Don’t let opt out debate shroud potential benefits of My Health Record
Australians should not lose sight of the great potential benefits of the My Health Record in the current debate about the provisions for opting out of My Health Record.
“There may well be issues of real concern about the privacy and security of MHR and these must be resolved if the development is to succeed,” the CEO of the Consumers Health Forum, Leanne Wells said.
“Part of that effort is the ongoing need for the community to trust and understand in clear terms the measures that have been put in place to protect their sensitive health information which range from cyber-protections to legal penalties, and to be reassured that these are constantly under review.
“However it is vital that we recognise the substantial benefits that an effective electronic health records system holds out for health care in Australia.
“There are few other parts of modern life in which information unique to each individual, as is the case with our health, is not collected, stored and transmitted electronically.
“Yet our health information concerning medical treatment, medicines, tests, scans and hospital care still often remains widely scattered and not immediately available in the way we take for granted in other spheres, such as banking and travel.

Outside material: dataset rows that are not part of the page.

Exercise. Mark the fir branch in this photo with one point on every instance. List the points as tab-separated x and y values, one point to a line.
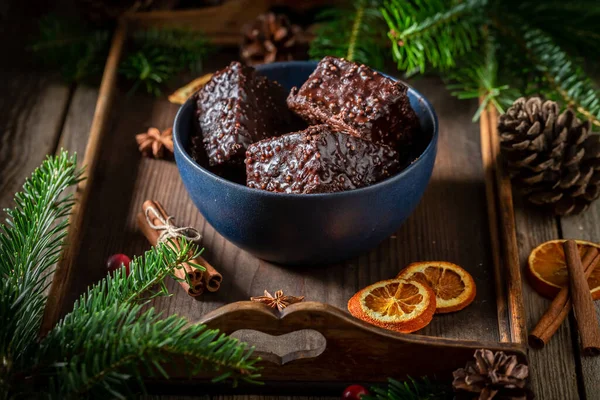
158	55
112	341
432	32
356	33
150	68
476	77
563	75
186	47
411	389
30	242
68	45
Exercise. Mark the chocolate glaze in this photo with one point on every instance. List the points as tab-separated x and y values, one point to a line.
354	98
235	108
317	160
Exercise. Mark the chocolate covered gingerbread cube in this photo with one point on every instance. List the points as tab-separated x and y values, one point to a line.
355	99
317	160
235	108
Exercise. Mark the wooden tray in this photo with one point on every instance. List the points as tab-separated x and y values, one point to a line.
316	341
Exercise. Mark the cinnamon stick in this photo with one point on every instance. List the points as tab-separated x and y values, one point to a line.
560	306
583	305
193	275
211	277
152	235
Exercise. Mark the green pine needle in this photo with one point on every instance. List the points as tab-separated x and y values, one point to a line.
563	75
112	338
476	77
71	47
411	389
432	32
356	33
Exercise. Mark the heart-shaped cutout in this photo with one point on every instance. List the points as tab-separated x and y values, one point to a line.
282	349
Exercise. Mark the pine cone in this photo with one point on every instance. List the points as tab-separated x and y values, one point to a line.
269	38
553	158
493	376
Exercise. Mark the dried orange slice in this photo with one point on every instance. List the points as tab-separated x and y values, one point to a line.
394	304
454	287
547	270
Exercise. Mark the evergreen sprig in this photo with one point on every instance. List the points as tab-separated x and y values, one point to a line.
563	75
431	32
476	77
536	47
68	45
112	337
411	389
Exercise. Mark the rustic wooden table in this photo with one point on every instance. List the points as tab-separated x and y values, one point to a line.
39	115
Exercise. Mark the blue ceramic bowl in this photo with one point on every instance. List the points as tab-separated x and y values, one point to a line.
305	228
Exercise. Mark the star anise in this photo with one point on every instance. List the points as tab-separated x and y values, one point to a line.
153	142
278	301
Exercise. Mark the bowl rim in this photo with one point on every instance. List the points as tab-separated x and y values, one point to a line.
431	147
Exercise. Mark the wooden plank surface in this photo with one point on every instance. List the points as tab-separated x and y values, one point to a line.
586	227
31	115
437	230
553	372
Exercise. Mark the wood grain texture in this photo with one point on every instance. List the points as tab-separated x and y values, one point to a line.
380	353
587	227
78	121
31	114
553	373
437	230
63	274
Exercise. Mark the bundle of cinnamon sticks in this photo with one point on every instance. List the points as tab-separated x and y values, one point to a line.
577	295
193	281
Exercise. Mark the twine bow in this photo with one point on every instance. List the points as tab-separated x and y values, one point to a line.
169	230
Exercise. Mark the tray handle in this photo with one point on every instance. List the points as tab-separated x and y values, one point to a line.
353	347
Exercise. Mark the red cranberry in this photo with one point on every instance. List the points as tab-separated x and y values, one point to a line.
354	392
117	261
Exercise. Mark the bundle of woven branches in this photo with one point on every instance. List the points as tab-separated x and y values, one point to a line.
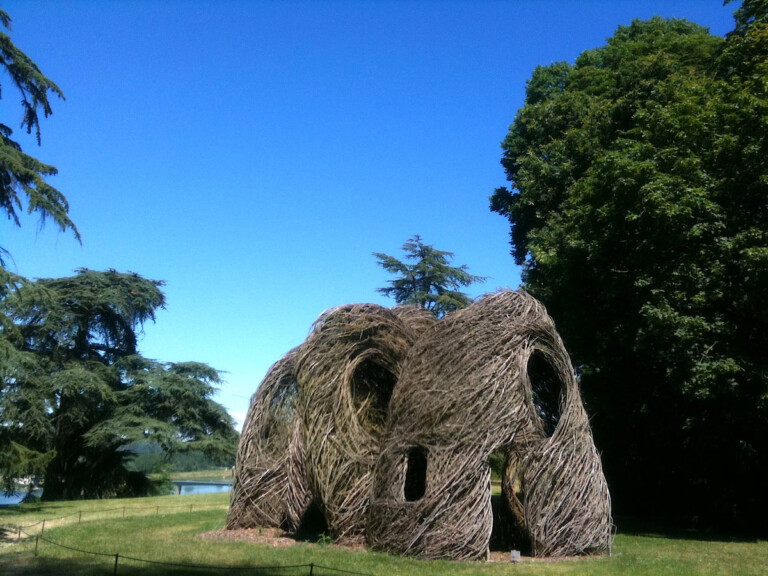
492	377
346	372
270	487
426	403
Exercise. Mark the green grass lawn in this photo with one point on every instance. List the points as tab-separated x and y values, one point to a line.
164	529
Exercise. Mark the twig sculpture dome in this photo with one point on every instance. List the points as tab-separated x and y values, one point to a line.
270	486
494	376
346	372
386	419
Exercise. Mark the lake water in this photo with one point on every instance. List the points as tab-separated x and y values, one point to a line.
185	488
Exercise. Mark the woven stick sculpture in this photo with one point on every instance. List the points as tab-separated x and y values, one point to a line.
270	487
466	392
346	372
393	418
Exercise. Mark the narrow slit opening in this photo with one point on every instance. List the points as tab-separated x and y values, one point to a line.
546	391
415	474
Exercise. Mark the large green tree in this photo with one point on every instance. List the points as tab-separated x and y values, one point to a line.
639	211
75	393
429	281
22	177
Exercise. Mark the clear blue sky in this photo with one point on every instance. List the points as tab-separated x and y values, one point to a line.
254	154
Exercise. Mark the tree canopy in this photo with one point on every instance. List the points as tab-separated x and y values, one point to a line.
22	175
429	282
75	394
638	212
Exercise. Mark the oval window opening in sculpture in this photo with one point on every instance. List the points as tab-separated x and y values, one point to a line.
546	391
372	387
415	474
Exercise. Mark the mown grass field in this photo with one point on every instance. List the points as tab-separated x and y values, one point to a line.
166	529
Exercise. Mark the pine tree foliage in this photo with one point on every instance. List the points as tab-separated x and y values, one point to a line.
23	177
429	281
638	209
75	393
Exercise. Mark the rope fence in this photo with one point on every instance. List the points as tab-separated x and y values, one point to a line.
311	569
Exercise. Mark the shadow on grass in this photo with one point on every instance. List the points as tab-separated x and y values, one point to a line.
660	529
41	566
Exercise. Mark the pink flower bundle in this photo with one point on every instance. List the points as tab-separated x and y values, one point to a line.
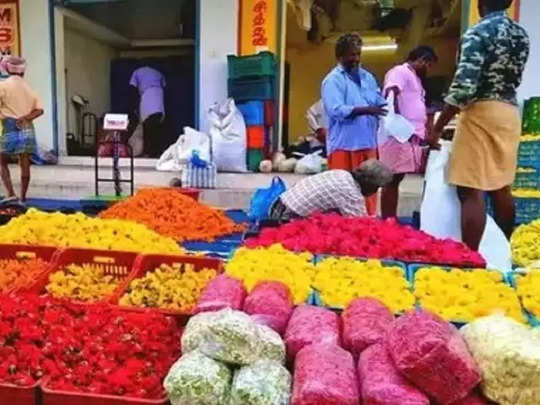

“It is when vital information such as allergies, current medications and discharge care plans to support transition from hospital to home is not readily to hand that misadventure can happen and patient’s experience fragmented and unnecessarily costly care.
“Prompt access to a complete and current health record is particularly important for those with complex and chronic conditions requiring a range of different treatments and medicines, often urgently.
“A My Health Record for children where immunisation records and allergies can be housed in one spot is also a practical benefit in the busy everyday lives of parents.
“And for healthy people, having instant access to personal health information --- which is rapidly expanding given the growth in number and capability of health apps --- offers an important stimulus to maintain a healthy lifestyle.
“The Consumers Health Forum took the decision about six years ago to support an opt out approach because we assessed it would more quickly generate the numbers and participation by consumers and health practitioners to make it truly effective. This approach has been the subject of continuing discussion with our members and interested parties and has drawn general support.
“We are funded to provide information and raise awareness among our member organisations and networks of MHR. This involves exactly what we are doing. Having supported MHR and the opt out model, we are being funded to fulfil our obligations as a peak body to provide balanced and informed commentary about the benefits and the personal considerations each person needs to weigh up in order to make an informed choice.
“Our opt out decision came some years before the establishment of the Australian Digital Health Agency to administer the MHR.
“We do accept funding from ADHA to distribute information and resources that explain the My Health Record to our members and networks. Under the terms of a Memorandum of Understanding we have with ADHA, each party, after consultation, reserves the right to speak independently on digital health issues relating to the MOU.
“CHF communicates frankly with ADHA and the Federal Government about issues of concern and obviously revelations this week require careful examination and remedy.
“Our record on this issue speaks for itself. See for example a recent article published in Croakey: https://chf.org.au/blog/important-overview-pros-cons-and-questions-about-my-health-record
“With the support of ADHA, CHF will host a series of public webinars for anyone wishing to learn more about the MHR. The first webinar is to focus on privacy and security and is being held on August 8.
“How the MHR is used and by whom will be the determinant of how much a game changer it will really be. With no – or patchy -- uptake by clinicians and consumers, particularly those who could benefit most from it failing to get fully on board, we risk a white elephant. This outcome would not be in the interests of better patient care and a world class health system,” Ms Wells said.